VALÈNCIA. Hay películas que consiguen emocionarte (y eso no es fácil); cuya historia y cuyos personajes consiguen llevarte a lugares profundos. A veces, nos vemos en ellos, en su belleza y en su tragedia, en sus alegrías y penas secretas, y por eso nos conmueven en lo más hondo. Son personajes, son ficción, pero también somos nosotros. Otras películas nos asombran por su ambición, por lo extraordinario de su puesta en escena, de sus vestidos, de sus espacios, de sus efectos, porque parecen acercarse de forma admirable a lo que sus creadores se propusieron. Otras nos remueven o nos perturban (que a menudo son las dos caras de la misma moneda) porque hay imágenes de ellas que se quedan con nosotros, que nos persiguen tiempo después de la proyección, las seguimos viendo fuera de la pantalla, cuando llegamos a casa, estando solos o acompañados, nos acechan por la noche. Y eso es sin duda un logro de sus creadores; no es fácil que en estos tiempos tan efímeros y de oferta audiovisual constante las cosas perduren demasiado; lo normal es que todo pase y poco quede, pero, a veces, esto también es una putada para nosotros.

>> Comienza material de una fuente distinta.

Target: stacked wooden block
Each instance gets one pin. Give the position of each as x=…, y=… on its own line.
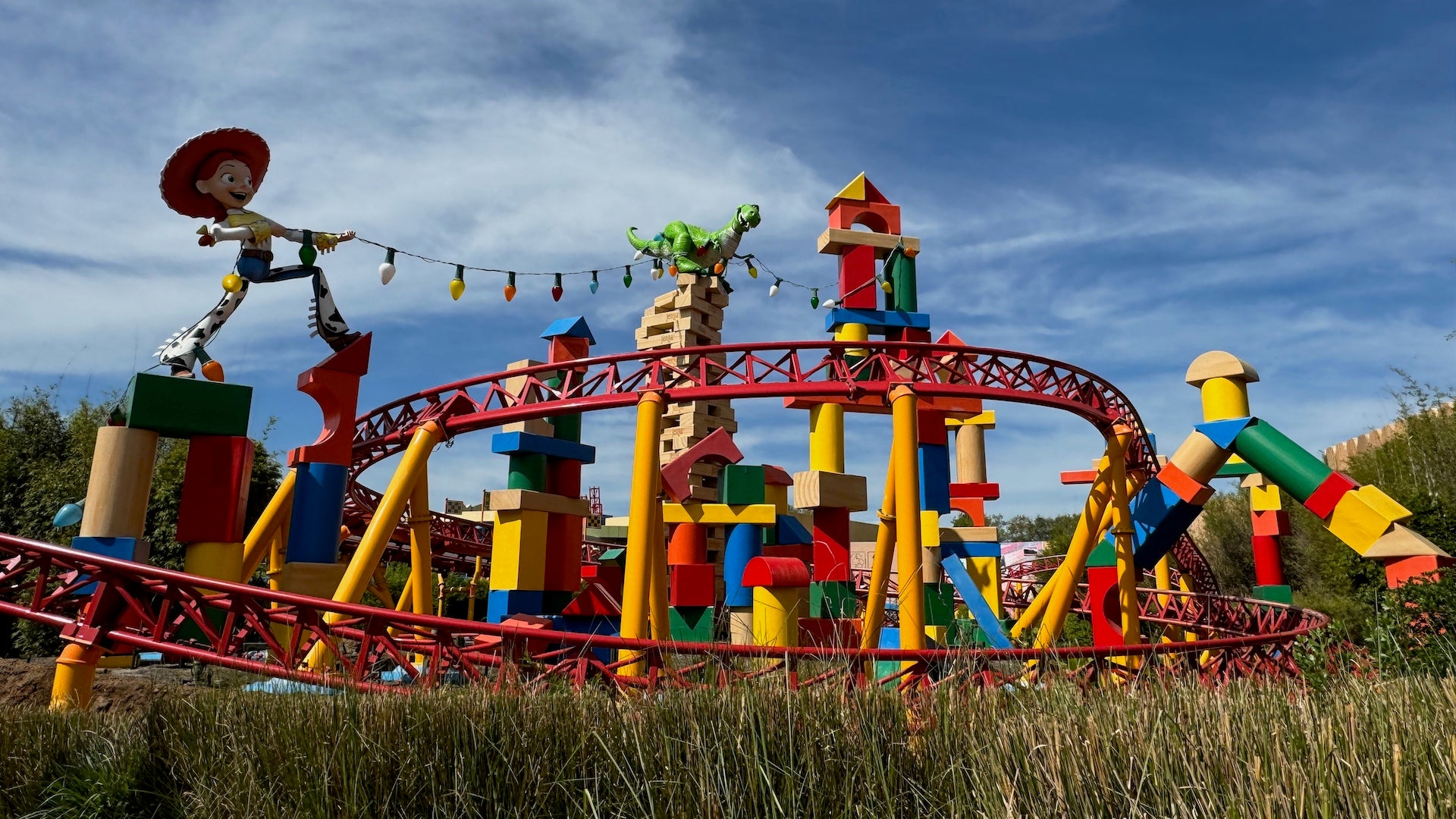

Esto es lo que me sucedió con Longlegs, la nueva película de Oz Perkins (Gretel y Hensel, La enviada del mal o Soy la bonita criatura que vive en esta casa), donde el cineasta estadounidense (actor, guionista y director) vuelve adentrase en el terror mezclándolo con el thriller psicológico y el policíaco. Como ya dijo la periodista y crítica de cine Desirée de Fez en su libro Reina del grito, una de las mejores cosas del género de terror (si no, la más extraordinaria) es su lado más emocional, su intensidad, su inclinación a lo inesperado, cómo apela a esa parte más visceral e irracional que hay en nosotros. El terror nos invita a observar los miedos desde fuera e interpretarlos, ahí también su emoción.
Estrenada previamente en Estados Unidos, donde se ha convertido en la gran revelación del cine de terror independiente, todo un fenómeno de taquilla (el mejor estreno de la productora Neon hasta la fecha) que ha llegado a compararse con la revolución que supuso el estreno de El proyecto de la bruja de Blair, de Daniel Myrick y Eduardo Sánchez, hace 25 años, la película de Perkins cuenta cómo la agente del FBI Lee Harker es asignada a un caso sin resolver de un asesino en serie. A medida que la investigación se complica y se revelan pruebas ocultas, la agente descubre que existe una conexión personal con el asesino y debe actuar antes de que ataque de nuevo.
Protagonizada por Maika Monroe (muy acertada en la contención y la oscuridad que confiere a su personaje de agente críptica y atormentada) y Nicolas Cage (cuyo papel exagerado -como acostumbran a ser las interpretaciones del actor- de malo malísimo a menudo provoca un efecto más cómico que otra cosa), más allá del thriller policíaco, cuyos giros se enredan en una trama que no acaba de funcionar del todo y finalmente demasiado sobre explicada y forzada, y de sus secuencias explícitamente más violentas o “gore”, lo mejor de la película reside en la capacidad de su director y del equipo artístico y de fotografía de crear una atmósfera enfermiza, turbadora y amenazante prácticamente desde el inicio (con imágenes y escenarios que recuerdan a cierto imaginario de Twin Peaks).
Perkins utiliza elementos clásicos del cine de terror (las muñecas con aspecto aniñado y a la vez diabólico) muy efectivos para crear esas imágenes más aterradoras y capaces de perdurar en la memoria de los espectadores. Con ello, también resulta turbador cómo a través de esas imágenes la película habla y se cuestiona acerca del origen y el sentido del mal, cómo llegamos a convertirnos en las personas que somos, por qué actuamos como actuamos, qué y quién hay detrás de la oscuridad que nos rodea, cómo afrontamos y vivimos con esa oscuridad.
Longlegs es una película inmersiva, capaz de adentrarnos en su atmósfera malsana y hacernos creer todo cuanto ocurre en ella, que por un tiempo nos entreguemos al ejercicio de abstracción que nos propone. Una película errática, que, si bien no es redonda (lo cual no suele ser demasiado importante), logra una de las grandes virtudes del cine terror: crear esas imágenes perturbadoras, oscuras, que nos aterran en lo más hondo, y que nos siguen acompañando tiempo después de la proyección.